I only realized it was Super Bowl Sunday when I went to Home Depot and the Garden Center was the only section seeing any action. The moment I realized I shouted “MOVE BITCH, I’M MISSING MY COMMERCIALS!” as I pushed an old lady into some zinnias and hightailed it to the car. But I was too late and by the time I got home, I had to find out on Twitter that cryptocurrency, useless apps, and hard seltzer are the future.
After last year’s crop of earnest ads pandering to a frightened and divided nation, I had hoped for a return to normalcy with this year’s ads. But there were only two talking babies (in the same E-Trade commercial):
And one stupid Budweiser Clydesdale:
A single monosyllabic sloth (eating Flamin’ Hot) in lieu of chimps:
I no longer recognize this country, and if it wasn’t for Dolly Parton (for T-Mobile) and Willie Nelson (for Sketchers), I’d be taking a one-way trip into The Metaverse for good. I’d rather live as a free-floating torso than live in a world where Matthew McConaughey drives a hot-air balloon and lectures us about productivity or some shit (for Salesforce) instead of speaking gibberish while driving around in a Lincoln Continental like God intended!
In Matthew’s Salesforce ad, he mocks the Metaverse but Meta did him one better by making a mockery of itself. Somebody on Twitter said that Gen X are the new Boomers and while I very much resent that remark, in typical Gex X fashion, I also don’t care. But it is true that we are old as hell and were blatantly targeted by formally Facebook Meta‘s commercial for Meta Quest 2 which invited us to spend our golden years cacking our pants and eating soft foods while cruising around a virtual Chuck E. Cheese themed Facebook Group retirement village.
Jokes on them because Gen X already thinks everything is dumb. They could have saved a shit-ton on money and just had a bouncing QR code Pong demonstration like Coinbase did in their commercial. Their complete lack of effort warmed my slacker heart. Meta wasn’t the only brand trying to separate the recently geriatric from their hard-earned proto-crypto. A whole bunch of ads were marketed towards the generation who might describe the Half-Time show line-up as “dope.” We had Mike Myers dusting off Dr.
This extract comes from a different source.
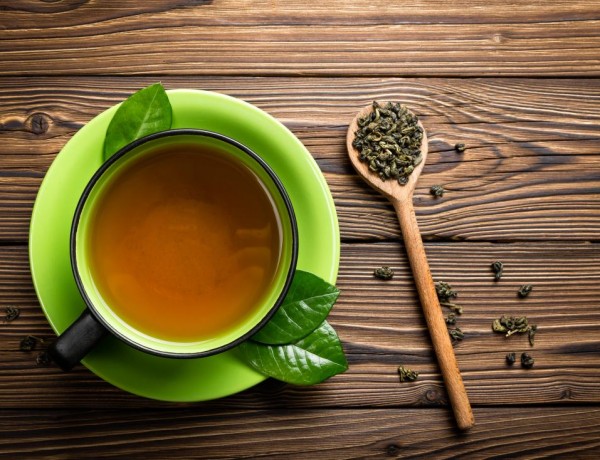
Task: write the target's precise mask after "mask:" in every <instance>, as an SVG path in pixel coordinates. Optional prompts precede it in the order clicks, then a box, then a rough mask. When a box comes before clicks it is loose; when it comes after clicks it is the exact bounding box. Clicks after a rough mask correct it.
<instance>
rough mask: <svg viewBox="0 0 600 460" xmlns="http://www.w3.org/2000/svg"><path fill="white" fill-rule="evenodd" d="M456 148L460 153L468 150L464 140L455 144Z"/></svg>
mask: <svg viewBox="0 0 600 460" xmlns="http://www.w3.org/2000/svg"><path fill="white" fill-rule="evenodd" d="M454 150H456V151H457V152H459V153H462V152H464V151H465V150H467V146H466V145H465V144H464V143H463V142H459V143H457V144H454Z"/></svg>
Evil in an Austin Powers spot for General Motors, and Donald Faison and Zach Braff from Scrubs signing a riff on I Feel Pretty across white picket fences for T-Mobile:
There was also an extremely unwelcome extreme closeup of Jim Carrey‘s face as The Cable Guy in a spot for Verizon and Meadow Soprano trucking across the New Jersey Turnpike in a remake of The Sopranos opening credits for an all-electric Chevy Silverado.
Why it’s almost enough ham-fisted nostalgia calling me old to get me to sign up for eToro or Monday.com, whatever they are. I just know that both of those ads inexplicably featured people getting raptured.
Call me a New Boomer if you must, but I would rather be raptured than ever put on VR goggles. I like Super Bowl commercials like they had in the good old days. The uglier, louder, and more confusing the better. That’s why my favorite spot was Guy Fieri‘s Bud Light Hard Soda Seltzer ad because what in the hell is that even? Is it beer, soda, or seltzer? From the very first moment when two of General Zod’s lackeys jump out of a refrigerator and steal some party peoples’ ice bucket which leads everybody through a magic portal into The Land of Loud Flavors which has at its center a butt-naked Guy Fieri fountain that dribbles flavor out its ass. As God intended!
See, now THAT’S what I’m talking about! A lot of real-ass money was spent on a nonsense script, nonsense sets, nonsense FX, and a nonsense tagline all for a nonsense product! Just a loud and proud nonsensical waste of resources if not talent. That’s the little piece of the American dream I root for every year. Well, that and The Rapture.